- PATRICIA (EP20): 00 UTC 22 Oct 2015: 60 kt -> 150 kt in 24 hours (CHP6 predicted ~150 kt)
- MERANTI (WP16): 06 UTC 10 Sep 2016: 35 kt -> 155 kt in 60 hours (CHP6 predicted ~160 kt)
- MARIA (AL15): 12 UTC 17 Sep 2017: 60 kt -> 140 kt in 36 hours (CHP6 predicted ~135 kt)
While CHP6 is not a forecast model per se, since it is meant to show the sensitivity of the TC to very favorable environmental conditions relative to the other members of the CHIPS ensemble, the fact that it sometimes captures ERI events with 36-72 hour lead time when no other full physics model does, suggests that the dynamics of ERI are primarily axisymmetric and do not require a 3D full-physics framework. These examples of correct predictions of extreme RI events suggest that the general pathway of extreme rapid intensification can be captured by an axisymmetric numerical model, and that the MPIR may be achieved when the storm structure and latent heating distribution are axisymmetric in a favorable environment. When the MPIR limit is high for a given storm, extreme rapid intensification becomes possible.

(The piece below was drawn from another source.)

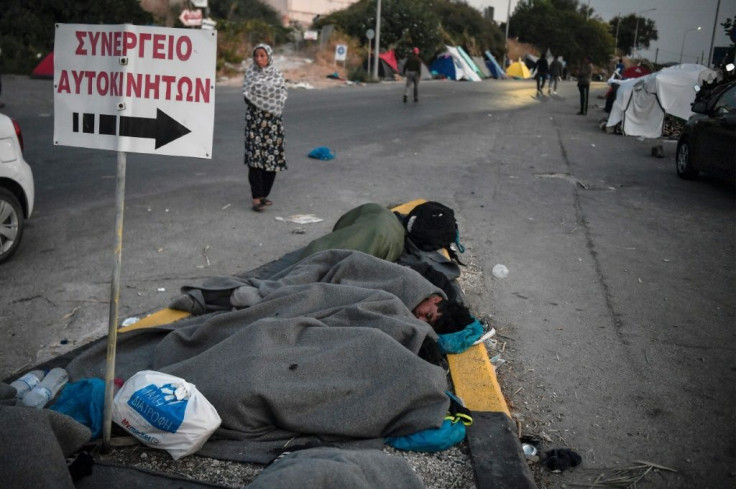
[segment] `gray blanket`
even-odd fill
[[[167,372],[215,406],[222,425],[200,454],[264,463],[294,443],[376,446],[441,425],[445,371],[417,356],[436,335],[406,305],[439,289],[419,274],[327,251],[247,285],[260,295],[251,307],[118,338],[116,376]],[[71,380],[104,377],[105,353],[72,360]]]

The goals of this work are twofold: 1) to create and evaluate an initial version of forecast guidance for the upper bound rate at which TCs may intensify and examine the verification statistics for such a model, and 2) to examine high-resolution flight-level aircraft observations for several well-observed ERI cases to learn how the TC’s physical scale (radius of maximum winds), inertial stability, dynamic efficiency, and column-integrated diabatic heating evolve during ERI. Development of effective MPIR-based guidance could be extremely useful to operational forecasters who need to assess what the upper-bound intensification risk is for marginal tropical storms that are a few days away from landfall.